Thursday, 27 November 2014

‘We shouldn’t be afraid to talk about suicide – it’s the only way to understand it’ says article advertising public talk tonight in The

Today in The Journal:

‘We shouldn’t be afraid to talk about suicide – it’s the only way to understand it’

A talk is taking place in Dublin tonight on ‘Understanding the Suicidal Mind’.

SUICIDE IS A preventable cause of death, says clinical psychologist Dr Eoin Galavan, who is holding a seminar today on “Understanding the Suicidal Mind”.
Speaking to, Dr Galavan said there are certain things that can prevent suicide, stating that intervening in someone’s path to a lethal attempt is possible, but that people need to start talking about the issue first.

The talk, which takes place tonight at 7pm in the Davenport Hotel in Dublin, will look at what happens in the suicidal mind and how people can understand the psychology behind it.
Suicidal behaviour

Dr Galavan said he will be putting forward the theory that suicide and suicidal behaviour are understandable. He said that intervening on someone’s journey to suicide can prevent it. Why? Because, people have time to think, he said.

He said that people are very capable of secrecy and privacy when it comes to suicide, which is why so many people say after a suicide that they had no idea, there were no tell-tell signs, and they had no idea the person was contemplating suicide.

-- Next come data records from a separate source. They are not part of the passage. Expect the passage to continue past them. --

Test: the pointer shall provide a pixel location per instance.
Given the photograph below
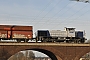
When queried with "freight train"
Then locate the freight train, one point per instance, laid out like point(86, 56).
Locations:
point(25, 33)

“It comes as a shock as people don’t see the journey that person has made privately,” he said.
Dr Galavan said there are barriers that stop people from talking about suicide.
“Stigma still surrounds it. The fact that it was illegal, where the term “committed suicide” was prevalent, when that is not the case now. It was also seen to be immoral where people could not be buried in consecrated grounds if they had died by suicide. Shame is still one of the major barriers that prevents openness,” said Dr Galavan.
Difficult to talk about
Talking about the issue is difficult for many, he said.
‘I have been contemplating suicide’ – it is a difficult thing for people to say. But I am sometimes relieved when I hear someone tell me that, as it means that they have taken that first step to move down the path to prevent it.
There is more we can do, he said, adding that understanding that suicide shouldn’t be a frightening topic of conversation.
He said that many people encourage and believe that we should be talking about suicide more and be open about it, However, when it comes to someone speaking directly to us about it, people feel anxious.
“Many people think talking with understanding about suicide is great, but when someone talks to me I wouldn’t know what to say. And this is understandable,” said Dr Galavan, who said that most people are anxious or fearful that they will say the wrong thing or make matters worse.
Not a solution
While Dr Galavan stated that the way in which we communicate and report about the subject can have causal effects such as suicide clusters, so it understandable the people can be fearful, he said, however, adding that not talking about it is not a solution either.
“There has been a lot of work over the last two decades on the psychology behind the motives of suicide,” said Dr Galavan, who said that while this is very important knowledge to have for suicidologists and mental health professionals, now it is about getting the understanding out there to the general public.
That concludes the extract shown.